Men who had felt isolated suddenly realized others were experiencing the same challenges.

And that shared honesty created an atmosphere where real growth could happen.

A Long-Term Change

One of Aaron’s initial fears was that the changes might be temporary.

But the program includes ongoing accountability groups made up of graduates who completed the program years earlier.

Hearing their stories reassured him that the transformation could last.

Marriage growth isn’t a straight upward line.

There are setbacks.

But the men in those groups continued returning to the same principles whenever they drifted off course.

The key wasn’t perfection.

It was perseverance.

A Marriage Transformed

Today Aaron describes his love for his wife in a very different way.

He says she has become his “greater affection.”

His goal is no longer to get something from her.

His goal is to cherish her.

He continually asks himself one simple question:

How am I loving a daughter of the King?

That question has reshaped the way he approaches his marriage.

Why This Matters for Churches

As a pastor, Aaron now believes programs like this are deeply needed in churches.

Many ministries emphasize theology, doctrine, and spiritual growth — all of which are vital.

But very few intentionally disciple men in how to love their wives.
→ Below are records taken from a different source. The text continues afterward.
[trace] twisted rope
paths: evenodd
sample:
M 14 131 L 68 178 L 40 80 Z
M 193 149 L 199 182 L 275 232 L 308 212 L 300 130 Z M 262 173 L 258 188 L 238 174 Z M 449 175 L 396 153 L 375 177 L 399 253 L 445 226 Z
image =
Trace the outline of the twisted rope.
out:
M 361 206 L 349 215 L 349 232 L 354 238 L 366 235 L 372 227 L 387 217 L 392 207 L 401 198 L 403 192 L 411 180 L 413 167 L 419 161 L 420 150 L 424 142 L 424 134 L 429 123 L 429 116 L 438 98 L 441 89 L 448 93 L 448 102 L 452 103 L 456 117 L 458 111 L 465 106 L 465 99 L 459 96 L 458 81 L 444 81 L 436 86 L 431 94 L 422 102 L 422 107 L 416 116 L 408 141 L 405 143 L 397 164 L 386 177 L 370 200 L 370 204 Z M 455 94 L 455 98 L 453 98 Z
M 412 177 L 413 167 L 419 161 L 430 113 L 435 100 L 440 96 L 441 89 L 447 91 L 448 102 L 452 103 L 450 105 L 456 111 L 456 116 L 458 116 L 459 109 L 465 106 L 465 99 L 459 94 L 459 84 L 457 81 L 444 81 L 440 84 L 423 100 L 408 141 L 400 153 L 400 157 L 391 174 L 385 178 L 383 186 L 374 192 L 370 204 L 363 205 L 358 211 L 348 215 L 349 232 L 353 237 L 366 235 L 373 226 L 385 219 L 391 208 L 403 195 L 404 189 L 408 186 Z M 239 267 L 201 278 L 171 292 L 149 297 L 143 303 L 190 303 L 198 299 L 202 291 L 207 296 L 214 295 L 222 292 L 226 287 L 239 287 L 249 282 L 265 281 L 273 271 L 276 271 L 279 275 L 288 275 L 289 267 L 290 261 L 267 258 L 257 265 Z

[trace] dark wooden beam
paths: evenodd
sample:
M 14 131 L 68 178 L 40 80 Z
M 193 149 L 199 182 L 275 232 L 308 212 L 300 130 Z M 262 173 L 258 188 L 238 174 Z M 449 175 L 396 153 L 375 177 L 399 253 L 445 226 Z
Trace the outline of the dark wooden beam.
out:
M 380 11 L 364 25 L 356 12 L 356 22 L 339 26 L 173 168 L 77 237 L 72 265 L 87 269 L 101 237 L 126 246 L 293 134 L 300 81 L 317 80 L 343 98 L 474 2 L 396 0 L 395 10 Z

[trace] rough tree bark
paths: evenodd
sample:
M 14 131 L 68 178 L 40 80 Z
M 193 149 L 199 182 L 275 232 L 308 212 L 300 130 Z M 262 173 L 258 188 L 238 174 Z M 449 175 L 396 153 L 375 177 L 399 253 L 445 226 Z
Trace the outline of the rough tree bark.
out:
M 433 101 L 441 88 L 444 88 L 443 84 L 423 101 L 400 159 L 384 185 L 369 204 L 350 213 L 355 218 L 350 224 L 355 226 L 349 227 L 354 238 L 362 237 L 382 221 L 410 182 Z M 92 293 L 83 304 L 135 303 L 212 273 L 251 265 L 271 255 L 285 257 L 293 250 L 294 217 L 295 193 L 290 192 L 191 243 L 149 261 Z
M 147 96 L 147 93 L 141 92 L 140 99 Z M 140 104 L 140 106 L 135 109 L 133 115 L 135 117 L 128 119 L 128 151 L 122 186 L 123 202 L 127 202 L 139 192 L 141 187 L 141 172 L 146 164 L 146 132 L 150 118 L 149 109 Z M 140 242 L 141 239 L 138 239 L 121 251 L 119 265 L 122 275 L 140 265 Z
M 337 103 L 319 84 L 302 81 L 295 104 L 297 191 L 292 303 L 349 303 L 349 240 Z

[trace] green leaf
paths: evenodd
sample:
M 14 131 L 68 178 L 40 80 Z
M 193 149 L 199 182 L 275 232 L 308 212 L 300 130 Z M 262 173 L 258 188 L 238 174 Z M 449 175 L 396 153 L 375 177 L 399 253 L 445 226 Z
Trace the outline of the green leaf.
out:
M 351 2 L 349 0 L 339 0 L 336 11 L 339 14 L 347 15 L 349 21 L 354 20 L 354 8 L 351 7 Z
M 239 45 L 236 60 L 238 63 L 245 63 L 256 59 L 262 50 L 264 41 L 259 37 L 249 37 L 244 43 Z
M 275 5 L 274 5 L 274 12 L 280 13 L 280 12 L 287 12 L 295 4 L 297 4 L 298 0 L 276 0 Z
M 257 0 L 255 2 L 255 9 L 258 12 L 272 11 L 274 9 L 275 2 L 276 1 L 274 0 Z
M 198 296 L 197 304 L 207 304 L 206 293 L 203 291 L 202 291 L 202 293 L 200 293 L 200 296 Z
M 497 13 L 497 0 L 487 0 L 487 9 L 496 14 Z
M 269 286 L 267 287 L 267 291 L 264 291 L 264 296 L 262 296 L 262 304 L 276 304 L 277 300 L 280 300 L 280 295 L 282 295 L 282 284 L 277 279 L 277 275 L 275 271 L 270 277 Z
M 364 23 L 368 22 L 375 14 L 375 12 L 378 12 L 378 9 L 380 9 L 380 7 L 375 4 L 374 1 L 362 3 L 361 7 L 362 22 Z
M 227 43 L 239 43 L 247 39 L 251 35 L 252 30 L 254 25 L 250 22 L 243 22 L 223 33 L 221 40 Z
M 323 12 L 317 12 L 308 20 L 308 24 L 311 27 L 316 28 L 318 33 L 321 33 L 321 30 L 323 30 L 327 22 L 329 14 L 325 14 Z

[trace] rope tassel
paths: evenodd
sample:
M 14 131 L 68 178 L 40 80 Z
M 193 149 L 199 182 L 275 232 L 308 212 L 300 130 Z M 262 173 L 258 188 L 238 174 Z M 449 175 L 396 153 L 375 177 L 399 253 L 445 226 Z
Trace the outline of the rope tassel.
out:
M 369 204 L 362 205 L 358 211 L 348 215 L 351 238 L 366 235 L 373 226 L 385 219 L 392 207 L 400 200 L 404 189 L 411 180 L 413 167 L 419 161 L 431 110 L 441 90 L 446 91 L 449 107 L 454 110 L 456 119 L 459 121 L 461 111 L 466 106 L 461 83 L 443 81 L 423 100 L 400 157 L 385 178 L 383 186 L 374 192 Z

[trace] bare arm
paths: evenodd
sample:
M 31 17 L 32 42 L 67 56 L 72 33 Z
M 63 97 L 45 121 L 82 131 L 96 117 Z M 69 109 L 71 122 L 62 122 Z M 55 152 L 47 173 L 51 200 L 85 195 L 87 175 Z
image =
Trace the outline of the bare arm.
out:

Aaron believes that gap has left many husbands unprepared for the realities of marriage.

Now that he has experienced the transformation personally, he hopes to bring the Delight Your Marriage Academy into his church so other couples can experience similar change.

The Simple Prayer That Started It All

Looking back, Aaron says the journey began with a simple prayer.

At the start of the year he asked God:

“If there’s anywhere I want to invest this year, it’s in my marriage.”

At the time he thought he knew how to do that.

But God had something deeper in mind.

And through humility, coaching, and daily faithfulness, Aaron discovered that transformation in marriage often begins with a single, courageous step:

The willingness to change yourself first.